My little doggy is no longer a baby, that’s for sure!
Four in dog years is supposedly 28 in human years, so I guess he’s an adult, but I’ve probably already told you a lot of the ways he has matured.
Last week I was gone for eleven hours one day, which is a long time for a little almost ten-pound-pet to hold his tiny bladder, but he did. I didn’t plan to leave him that long and was concerned about his ability to hold it and hoped that he was make a mistake rather than be miserable. I think probably he was asleep all day while I was gone though, which made it easier, because he held it, but still! I am proud of him. I’m going to tell you my favorite story that illustrates bathroom problems with small dogs. I knew before I got him of that problem because almost every person I talked to with a Yorkie or a Maltese or small Poodle told me that they are the most wonderful dogs in the world, even if they do pee all over the place.
Well, Mason never did pee all over the house, but I’ll tell you the story.
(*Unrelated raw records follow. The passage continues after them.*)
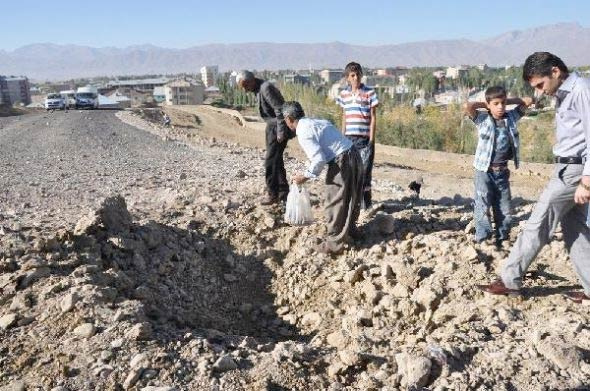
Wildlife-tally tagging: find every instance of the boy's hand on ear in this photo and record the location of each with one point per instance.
(527, 100)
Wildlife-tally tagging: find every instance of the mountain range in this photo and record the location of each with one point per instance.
(47, 61)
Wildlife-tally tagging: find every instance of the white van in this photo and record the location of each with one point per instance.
(69, 97)
(54, 101)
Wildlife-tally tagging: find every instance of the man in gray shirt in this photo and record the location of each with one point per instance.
(566, 197)
(270, 102)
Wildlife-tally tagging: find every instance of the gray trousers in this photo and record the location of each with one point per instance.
(555, 205)
(344, 183)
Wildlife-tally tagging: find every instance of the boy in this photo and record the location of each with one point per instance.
(359, 121)
(566, 196)
(497, 144)
(324, 145)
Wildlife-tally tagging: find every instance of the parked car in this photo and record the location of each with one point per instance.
(54, 101)
(87, 97)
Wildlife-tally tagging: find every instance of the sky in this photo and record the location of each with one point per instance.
(182, 24)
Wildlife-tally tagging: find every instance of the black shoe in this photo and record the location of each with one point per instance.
(269, 200)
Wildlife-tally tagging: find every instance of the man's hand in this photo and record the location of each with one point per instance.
(298, 179)
(582, 195)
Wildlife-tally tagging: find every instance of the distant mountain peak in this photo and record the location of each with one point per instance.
(58, 62)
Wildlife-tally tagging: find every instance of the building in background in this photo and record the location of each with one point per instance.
(296, 78)
(456, 72)
(15, 90)
(145, 85)
(330, 76)
(4, 97)
(182, 92)
(209, 75)
(159, 94)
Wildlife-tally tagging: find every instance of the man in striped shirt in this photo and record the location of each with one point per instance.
(359, 121)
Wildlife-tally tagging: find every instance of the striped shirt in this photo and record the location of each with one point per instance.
(357, 109)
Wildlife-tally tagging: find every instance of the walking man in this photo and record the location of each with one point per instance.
(566, 196)
(270, 107)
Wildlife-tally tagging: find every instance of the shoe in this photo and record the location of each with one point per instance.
(269, 200)
(324, 248)
(498, 288)
(356, 234)
(576, 297)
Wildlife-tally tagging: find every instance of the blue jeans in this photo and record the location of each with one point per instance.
(492, 191)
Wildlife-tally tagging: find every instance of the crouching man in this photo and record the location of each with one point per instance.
(324, 144)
One day I took him with me to Lowe’s Home Improvement, which is a perfect store in my opinion because they allow dogs. My sister took her big dog Gabe there every day for a while when she was training him to be a therapy dog for working in elementary school classrooms to teach children to properly handle pets, because he needed to learn to be calm no matter how much people petted him and exclaimed over what a beautiful dog he is. Practically every person in the store admired him because he has a great golden plume of a tail. He is a gorgeous dog, and so well behaved!
So, anyway, in the parking lot I put Mason in the big red cart, and he was immediately up on his hind legs trying to see out, as we started in to Lowe’s. Another potential store customer, noticing Mason’s paws and head trying to peer out, came over to admire him and tell me about his little Maltese, another small and also hypoallergenic dog. (You can see my article on that topic at littlethings.com). We told stories about how and why we got the dogs we did and how we love them and then continued our separate directions.
A Little Later…
As I was diligently searching a Lowe’s aisle for deadbolt installation tools and parts, the same man passed me and remarked that Mason certainly wanted to get out of that cart because he was still straining to peer out. (He had already been petted by numerous customers and was enjoying all the attention.) I simply said yes, he did, but I wasn’t planning to let him out of the cart.
The guy chuckled and said, “Yes, because you know he’ll have to look all over the store before he finds that rug way in the back that he wants to pee on.”
I laugh out loud every time I think about that, just as I did then because it is so dead on accurate! Like I said before, Mason doesn’t pee all over the house, but the times he has, which are thankfully ever receding into the distant past, it was on a rug!